Überdies glaubt der Ex-Generalstaatsanwalt, die Reform stelle eine Repression der Rechte von dem Regime nicht genehmen Minderheiten in Aussicht. Eine Demokratie ohne Menschenrechte könne man, sagte er unumwunden, schwerlich Demokratie nennen, und setzte nach: »So sind wir nicht, und gerade das ist unsere Stärke.«

Dem Interview wurde große Bedeutung beigemessen, da Mandelblit während seiner Amtszeit im November 2019 die Anklage gegen Netanjahu veranlasste, während er in den Jahren zuvor, in die die Aufnahme der polizeilichen Ermittlungen fällt, als Kabinettssekretär zu Netanjahus engsten Vertrauten zählte, weswegen viele nun Insiderinformationen an die Oberfläche treten sehen.

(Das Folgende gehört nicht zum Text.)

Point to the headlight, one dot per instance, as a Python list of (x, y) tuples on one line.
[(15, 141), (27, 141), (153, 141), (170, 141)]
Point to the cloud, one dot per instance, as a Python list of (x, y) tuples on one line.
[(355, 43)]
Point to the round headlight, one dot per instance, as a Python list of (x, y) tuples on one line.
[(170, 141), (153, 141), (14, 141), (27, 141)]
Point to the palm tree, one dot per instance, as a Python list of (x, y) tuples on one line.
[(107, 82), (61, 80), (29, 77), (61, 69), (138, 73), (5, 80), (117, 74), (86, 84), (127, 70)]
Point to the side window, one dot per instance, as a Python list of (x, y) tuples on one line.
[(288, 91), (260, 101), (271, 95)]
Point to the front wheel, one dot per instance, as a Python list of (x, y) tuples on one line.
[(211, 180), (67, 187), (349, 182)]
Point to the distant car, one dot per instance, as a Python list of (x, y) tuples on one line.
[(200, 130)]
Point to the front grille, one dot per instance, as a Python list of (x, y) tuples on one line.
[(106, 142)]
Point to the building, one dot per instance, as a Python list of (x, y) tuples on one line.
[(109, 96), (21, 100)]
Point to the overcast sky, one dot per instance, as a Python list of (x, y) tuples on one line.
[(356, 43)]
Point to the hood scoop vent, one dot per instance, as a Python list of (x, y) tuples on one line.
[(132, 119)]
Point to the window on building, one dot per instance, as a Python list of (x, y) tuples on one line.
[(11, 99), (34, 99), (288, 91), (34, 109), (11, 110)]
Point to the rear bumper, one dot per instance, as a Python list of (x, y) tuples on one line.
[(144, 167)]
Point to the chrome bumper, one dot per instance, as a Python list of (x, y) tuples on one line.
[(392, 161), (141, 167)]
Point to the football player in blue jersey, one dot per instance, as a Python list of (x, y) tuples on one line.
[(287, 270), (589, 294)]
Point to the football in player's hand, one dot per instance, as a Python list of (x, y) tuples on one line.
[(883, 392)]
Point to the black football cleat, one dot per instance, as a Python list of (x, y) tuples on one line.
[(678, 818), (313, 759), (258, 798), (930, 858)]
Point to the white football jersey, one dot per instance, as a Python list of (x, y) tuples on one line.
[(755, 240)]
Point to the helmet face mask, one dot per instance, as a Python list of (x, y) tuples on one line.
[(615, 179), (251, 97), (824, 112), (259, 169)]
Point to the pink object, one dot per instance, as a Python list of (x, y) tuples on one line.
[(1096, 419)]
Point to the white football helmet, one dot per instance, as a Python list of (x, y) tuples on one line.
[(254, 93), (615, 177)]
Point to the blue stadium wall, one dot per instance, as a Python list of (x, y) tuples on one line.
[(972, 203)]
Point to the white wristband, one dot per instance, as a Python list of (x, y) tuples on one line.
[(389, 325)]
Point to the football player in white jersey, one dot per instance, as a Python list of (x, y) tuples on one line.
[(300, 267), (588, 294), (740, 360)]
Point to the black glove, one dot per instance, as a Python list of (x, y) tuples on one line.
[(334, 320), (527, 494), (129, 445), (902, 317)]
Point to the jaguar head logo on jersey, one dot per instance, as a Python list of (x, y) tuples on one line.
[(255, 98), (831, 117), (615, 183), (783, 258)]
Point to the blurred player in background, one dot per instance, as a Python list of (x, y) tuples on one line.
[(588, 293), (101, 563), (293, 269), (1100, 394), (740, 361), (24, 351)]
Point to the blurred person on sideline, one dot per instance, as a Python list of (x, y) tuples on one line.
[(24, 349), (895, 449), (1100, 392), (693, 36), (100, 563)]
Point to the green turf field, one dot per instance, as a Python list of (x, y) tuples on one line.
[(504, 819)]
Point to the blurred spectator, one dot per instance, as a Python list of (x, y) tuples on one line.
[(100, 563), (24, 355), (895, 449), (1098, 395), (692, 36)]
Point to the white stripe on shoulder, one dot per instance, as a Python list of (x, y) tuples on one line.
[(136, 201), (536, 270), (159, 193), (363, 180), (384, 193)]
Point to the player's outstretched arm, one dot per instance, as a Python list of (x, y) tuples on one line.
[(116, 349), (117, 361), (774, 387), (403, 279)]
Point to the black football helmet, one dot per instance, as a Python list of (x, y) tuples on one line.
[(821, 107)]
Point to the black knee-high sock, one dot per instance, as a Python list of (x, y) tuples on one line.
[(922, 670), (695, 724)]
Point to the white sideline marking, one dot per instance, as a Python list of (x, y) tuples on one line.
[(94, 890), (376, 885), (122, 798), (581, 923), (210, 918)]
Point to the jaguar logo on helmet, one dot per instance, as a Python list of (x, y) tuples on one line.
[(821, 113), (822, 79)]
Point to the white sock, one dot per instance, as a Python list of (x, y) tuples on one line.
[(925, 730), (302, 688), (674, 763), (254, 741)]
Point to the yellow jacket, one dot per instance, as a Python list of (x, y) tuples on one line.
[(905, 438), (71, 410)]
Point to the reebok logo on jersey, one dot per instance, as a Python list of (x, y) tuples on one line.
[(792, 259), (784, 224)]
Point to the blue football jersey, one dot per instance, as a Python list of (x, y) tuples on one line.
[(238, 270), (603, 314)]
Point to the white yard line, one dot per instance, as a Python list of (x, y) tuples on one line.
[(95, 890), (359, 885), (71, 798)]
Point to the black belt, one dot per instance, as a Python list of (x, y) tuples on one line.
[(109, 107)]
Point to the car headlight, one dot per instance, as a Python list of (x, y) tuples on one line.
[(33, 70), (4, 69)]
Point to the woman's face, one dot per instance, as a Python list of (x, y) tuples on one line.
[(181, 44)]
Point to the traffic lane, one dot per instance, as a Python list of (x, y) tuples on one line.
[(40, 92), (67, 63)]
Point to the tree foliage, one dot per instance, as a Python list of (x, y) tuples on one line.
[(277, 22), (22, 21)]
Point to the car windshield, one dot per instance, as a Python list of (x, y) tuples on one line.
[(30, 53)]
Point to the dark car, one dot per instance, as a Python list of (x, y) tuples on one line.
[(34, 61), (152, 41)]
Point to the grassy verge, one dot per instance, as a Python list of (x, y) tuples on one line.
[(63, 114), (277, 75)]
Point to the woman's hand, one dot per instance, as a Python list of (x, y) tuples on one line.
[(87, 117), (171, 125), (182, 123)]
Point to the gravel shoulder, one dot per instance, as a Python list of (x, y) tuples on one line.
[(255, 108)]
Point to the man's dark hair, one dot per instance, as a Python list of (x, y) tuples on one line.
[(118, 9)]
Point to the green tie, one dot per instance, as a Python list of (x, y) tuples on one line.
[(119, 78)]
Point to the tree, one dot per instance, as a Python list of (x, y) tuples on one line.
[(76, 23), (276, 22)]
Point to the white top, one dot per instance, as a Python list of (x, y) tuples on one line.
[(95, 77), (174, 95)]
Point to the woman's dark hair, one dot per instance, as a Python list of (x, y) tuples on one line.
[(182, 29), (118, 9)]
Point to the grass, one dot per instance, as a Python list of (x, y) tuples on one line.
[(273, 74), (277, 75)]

Aufschlussreich war dann eine Reaktion auf Mandelblits Ausführungen: Der Knesset-Abgeordnete Simcha Rothman (Religiöse Zionisten), der als Vorsitzender des Justizausschusses amtiert und maßgeblich das flotte Tempo vorgibt, mit dem die Reform durchgesetzt werden soll, verkündete, Mandelbit »sollte wegen Anstiftung und Betrug ins Gefängnis gesteckt werden«. Rothman formulierte mit dem Wort »sollte« zwar im Konjunktiv, aber überspringt der Vorsitzende des Justizausschusses hier nicht einige wichtige Phasen, die das Justizwesen einer funktionierenden Demokratie vorgibt, wie Ermittlung eines Strafbestandes, Anklageerhebung und Prozess, Feststellung von Schuld oder Unschuld in einem Gerichtsurteil und dementsprechende Festsetzung eines Strafmaßes?

Präzedenzlose Bezugnahmen

Kaum von der letzten Kundgebung zu Hause zurückgekehrt, bereiteten sich viele auf die nächste Runde vor; dieses Mal an einem freizunehmenden Werktag, an dem eine Protestveranstaltung in Jerusalem in der Nähe der Knesset und zum Zeitpunkt der ersten Verhandlungsrunde über die Justizreform angesetzt war. 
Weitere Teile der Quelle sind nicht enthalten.